Author:Herbert Reid & Betsy Taylor [Reid, Herbert & Taylor, Betsy]
Language: eng
Format: epub
Tags: Public Policy, Environmental Conservation & Protection, Social Science, Political Science, Anthropology, Nature, Environmental Policy, General, Cultural & Social
ISBN: 9780252076817
Google: D0PEJtUuVS4C
Goodreads: 8017134
Publisher: University of Illinois Press
Published: 2010-02-05T00:00:00+00:00


Deep Ecology and the Political

From Edith Cobb and Merleau-Ponty, we may find a beginning in the recognition that the culturing of the body, the child’s body, must inaugurate the pre-political suffrage of our vital and necessary participation in the world’s flesh of time’s body. Deep ecology has begun a process of resituating ecological citizenship in the nexus of body and place. However, in the following, while we recognize the contributions of deep ecology, we argue that it does not move toward a sufficiently political economic analysis of the roots of the body/place nexus in politics of the ecological and civic commons. “Deep ecology” has emerged as a critical response to technocratic managerialism, but we argue that it does not go far enough because it does not attend sufficiently to body, place, and politics—especially as these are understood as different modes of engagement with the world within history. Theorists such as David Abram, Neil Evernden, and Monika Langer richly articulate the embodied phenomenology of our lived being as ecological, yet they sidestep history and power. This move is particularly curious in theorists who have a thick sense of the sensorily grounded experiential flow. (A curious deflection, if one stops to think about it. Having gotten one’s feet wet in time, does one not fall “naturally” into history?) It is as if the (much needed) turn to the senses and embodiment is too easily shifted to a strangely “abstracted concrete”—sliding into idealized practices of sensation in a purified “natural,” practices that do not fold clearly into praxis as historical action.

This curious sideways slip suggests an undertow of submerged hegemonic meanings. In the following chapters, we offer an understanding of the body~place~commons nexus in a political ecology as an alternative to “deep ecology” theories that falter in the face of transnational corporate power. Our current institutions of higher education, in the United States and elsewhere, are key players in maintaining the “body-blindness” that is a central prop of technocratic managerialism and its attendant blindness to place, politics, and history. Against this, as a necessary part of our struggle for a sustainable and equitable world, we propose institutional transformation of academe toward “place-based” scholarship and teaching in partnership with “local knowledges” in collaborative defense of the civic and environmental commons.

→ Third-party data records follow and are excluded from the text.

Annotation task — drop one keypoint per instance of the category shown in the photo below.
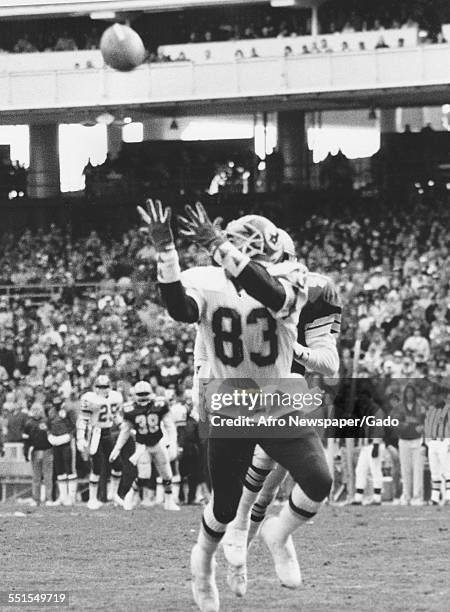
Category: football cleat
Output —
(253, 531)
(170, 504)
(102, 385)
(94, 504)
(204, 588)
(143, 392)
(117, 501)
(234, 544)
(288, 245)
(283, 554)
(131, 500)
(237, 579)
(256, 237)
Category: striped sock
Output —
(300, 509)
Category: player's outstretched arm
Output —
(124, 434)
(171, 432)
(180, 306)
(256, 281)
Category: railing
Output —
(44, 291)
(163, 84)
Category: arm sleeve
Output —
(180, 305)
(263, 287)
(124, 434)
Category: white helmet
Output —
(256, 237)
(288, 245)
(102, 385)
(143, 392)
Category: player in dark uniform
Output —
(153, 426)
(62, 423)
(315, 350)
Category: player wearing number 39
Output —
(247, 309)
(146, 415)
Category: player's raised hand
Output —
(158, 220)
(197, 226)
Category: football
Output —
(122, 48)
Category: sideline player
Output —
(95, 434)
(146, 415)
(62, 429)
(247, 309)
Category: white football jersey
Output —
(242, 338)
(101, 411)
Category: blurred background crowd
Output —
(231, 23)
(97, 308)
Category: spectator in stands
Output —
(411, 415)
(381, 44)
(324, 48)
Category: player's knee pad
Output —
(255, 477)
(144, 470)
(143, 482)
(315, 481)
(165, 471)
(301, 504)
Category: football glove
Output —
(158, 220)
(114, 454)
(200, 229)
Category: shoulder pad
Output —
(128, 407)
(291, 271)
(206, 277)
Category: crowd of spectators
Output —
(391, 266)
(13, 179)
(231, 23)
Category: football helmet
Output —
(143, 392)
(102, 385)
(288, 245)
(256, 237)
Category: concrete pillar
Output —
(315, 21)
(292, 144)
(388, 120)
(43, 176)
(114, 139)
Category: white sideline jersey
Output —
(101, 411)
(241, 338)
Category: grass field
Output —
(388, 559)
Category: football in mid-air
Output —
(122, 48)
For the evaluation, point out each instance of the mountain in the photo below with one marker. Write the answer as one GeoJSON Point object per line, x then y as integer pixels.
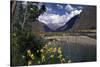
{"type": "Point", "coordinates": [87, 20]}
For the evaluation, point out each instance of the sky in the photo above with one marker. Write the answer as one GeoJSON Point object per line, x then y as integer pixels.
{"type": "Point", "coordinates": [57, 15]}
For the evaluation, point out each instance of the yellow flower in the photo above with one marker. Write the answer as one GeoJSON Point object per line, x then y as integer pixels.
{"type": "Point", "coordinates": [38, 62]}
{"type": "Point", "coordinates": [69, 61]}
{"type": "Point", "coordinates": [41, 50]}
{"type": "Point", "coordinates": [28, 51]}
{"type": "Point", "coordinates": [52, 56]}
{"type": "Point", "coordinates": [29, 62]}
{"type": "Point", "coordinates": [32, 56]}
{"type": "Point", "coordinates": [50, 49]}
{"type": "Point", "coordinates": [59, 50]}
{"type": "Point", "coordinates": [54, 50]}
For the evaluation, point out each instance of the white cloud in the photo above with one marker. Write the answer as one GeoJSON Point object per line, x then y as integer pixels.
{"type": "Point", "coordinates": [54, 21]}
{"type": "Point", "coordinates": [59, 6]}
{"type": "Point", "coordinates": [48, 9]}
{"type": "Point", "coordinates": [69, 8]}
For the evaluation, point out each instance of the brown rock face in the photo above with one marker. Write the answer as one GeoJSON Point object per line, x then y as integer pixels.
{"type": "Point", "coordinates": [87, 20]}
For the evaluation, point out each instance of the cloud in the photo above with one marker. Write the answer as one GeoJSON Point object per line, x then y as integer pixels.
{"type": "Point", "coordinates": [48, 9]}
{"type": "Point", "coordinates": [69, 8]}
{"type": "Point", "coordinates": [59, 6]}
{"type": "Point", "coordinates": [54, 21]}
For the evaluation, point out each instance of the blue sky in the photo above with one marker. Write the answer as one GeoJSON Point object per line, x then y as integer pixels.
{"type": "Point", "coordinates": [58, 15]}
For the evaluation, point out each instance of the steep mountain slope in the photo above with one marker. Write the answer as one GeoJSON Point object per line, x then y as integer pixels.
{"type": "Point", "coordinates": [87, 20]}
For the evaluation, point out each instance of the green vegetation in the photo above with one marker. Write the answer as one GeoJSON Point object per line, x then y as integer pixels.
{"type": "Point", "coordinates": [27, 47]}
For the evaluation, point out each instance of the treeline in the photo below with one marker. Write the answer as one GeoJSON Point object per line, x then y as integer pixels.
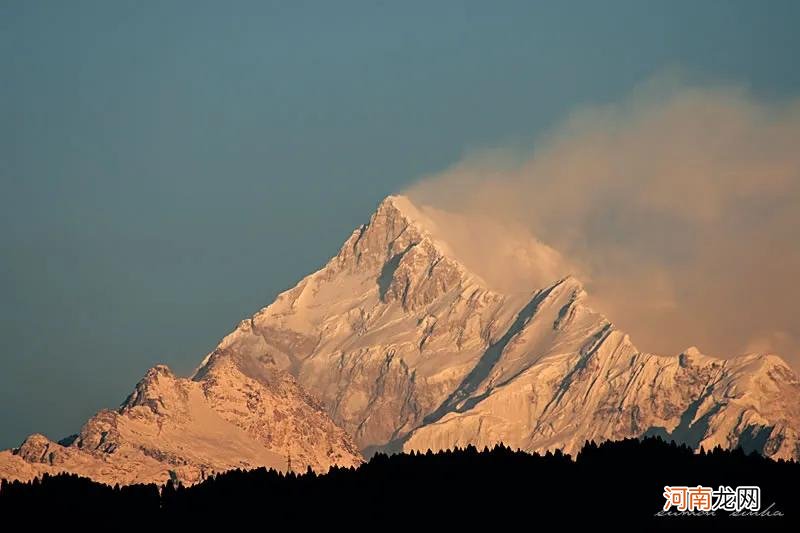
{"type": "Point", "coordinates": [614, 483]}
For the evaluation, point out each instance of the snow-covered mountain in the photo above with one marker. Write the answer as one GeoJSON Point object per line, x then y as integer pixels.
{"type": "Point", "coordinates": [406, 349]}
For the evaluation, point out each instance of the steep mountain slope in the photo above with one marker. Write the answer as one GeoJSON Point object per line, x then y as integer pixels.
{"type": "Point", "coordinates": [409, 350]}
{"type": "Point", "coordinates": [187, 429]}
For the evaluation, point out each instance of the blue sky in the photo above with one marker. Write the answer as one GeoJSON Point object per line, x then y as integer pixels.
{"type": "Point", "coordinates": [166, 168]}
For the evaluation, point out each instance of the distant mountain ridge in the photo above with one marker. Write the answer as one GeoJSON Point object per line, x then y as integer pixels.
{"type": "Point", "coordinates": [395, 345]}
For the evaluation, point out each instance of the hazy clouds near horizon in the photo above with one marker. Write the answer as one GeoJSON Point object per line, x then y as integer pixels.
{"type": "Point", "coordinates": [679, 208]}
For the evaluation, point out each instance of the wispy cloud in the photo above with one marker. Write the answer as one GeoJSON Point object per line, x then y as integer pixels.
{"type": "Point", "coordinates": [679, 208]}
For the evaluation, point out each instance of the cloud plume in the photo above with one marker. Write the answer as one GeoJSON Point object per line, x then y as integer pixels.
{"type": "Point", "coordinates": [679, 208]}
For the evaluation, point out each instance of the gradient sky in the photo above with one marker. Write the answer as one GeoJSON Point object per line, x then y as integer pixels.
{"type": "Point", "coordinates": [166, 168]}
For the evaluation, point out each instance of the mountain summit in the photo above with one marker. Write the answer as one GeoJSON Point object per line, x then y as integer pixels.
{"type": "Point", "coordinates": [396, 345]}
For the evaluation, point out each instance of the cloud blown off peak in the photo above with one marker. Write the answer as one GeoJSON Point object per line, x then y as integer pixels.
{"type": "Point", "coordinates": [679, 209]}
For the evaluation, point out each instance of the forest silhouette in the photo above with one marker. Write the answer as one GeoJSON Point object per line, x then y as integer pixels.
{"type": "Point", "coordinates": [611, 484]}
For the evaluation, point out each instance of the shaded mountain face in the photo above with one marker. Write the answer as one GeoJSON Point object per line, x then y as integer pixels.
{"type": "Point", "coordinates": [395, 345]}
{"type": "Point", "coordinates": [408, 350]}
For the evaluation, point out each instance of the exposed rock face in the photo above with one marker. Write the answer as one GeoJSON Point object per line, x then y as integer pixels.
{"type": "Point", "coordinates": [406, 349]}
{"type": "Point", "coordinates": [188, 429]}
{"type": "Point", "coordinates": [409, 350]}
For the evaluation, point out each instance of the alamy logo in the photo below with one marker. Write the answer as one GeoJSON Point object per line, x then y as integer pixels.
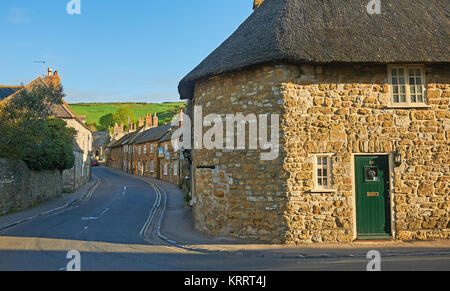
{"type": "Point", "coordinates": [74, 7]}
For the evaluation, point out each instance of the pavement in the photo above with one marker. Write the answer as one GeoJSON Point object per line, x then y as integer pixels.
{"type": "Point", "coordinates": [178, 228]}
{"type": "Point", "coordinates": [124, 222]}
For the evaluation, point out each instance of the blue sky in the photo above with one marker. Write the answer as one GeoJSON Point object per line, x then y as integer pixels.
{"type": "Point", "coordinates": [115, 51]}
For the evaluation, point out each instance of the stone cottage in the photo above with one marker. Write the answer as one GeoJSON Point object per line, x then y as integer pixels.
{"type": "Point", "coordinates": [363, 103]}
{"type": "Point", "coordinates": [80, 174]}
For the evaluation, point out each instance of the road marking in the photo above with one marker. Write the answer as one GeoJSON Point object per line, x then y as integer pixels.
{"type": "Point", "coordinates": [104, 211]}
{"type": "Point", "coordinates": [89, 218]}
{"type": "Point", "coordinates": [152, 214]}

In his 1988 Environmental Ethics article and more recent book The Spell of the Sensuous: Perception and Language in a More-Than-Human World, David Abram has offered a remarkably creative, compelling, and lucid reading of Merleau-Ponty’s discoveries and their significance for what he calls “the movements toward an ecological awareness” (Abram, 1988, 1996). Merleau-Ponty’s “Lebenswelt is identical to the biosphere of a truly rigorous ecology,” as Abram put it (Abram, 1988, 119). Abram ably renders Merleau-Ponty’s understanding of thought and speech taking form upon the infrastructure of a living perception already engaged in the world and from “the play between the esthesiological body and the expressive physiognomies and geographies of a living world” (116).

But a “truly rigorous ecology,” if cultivated in Merleau-Pontian terms, must also be a political ecology.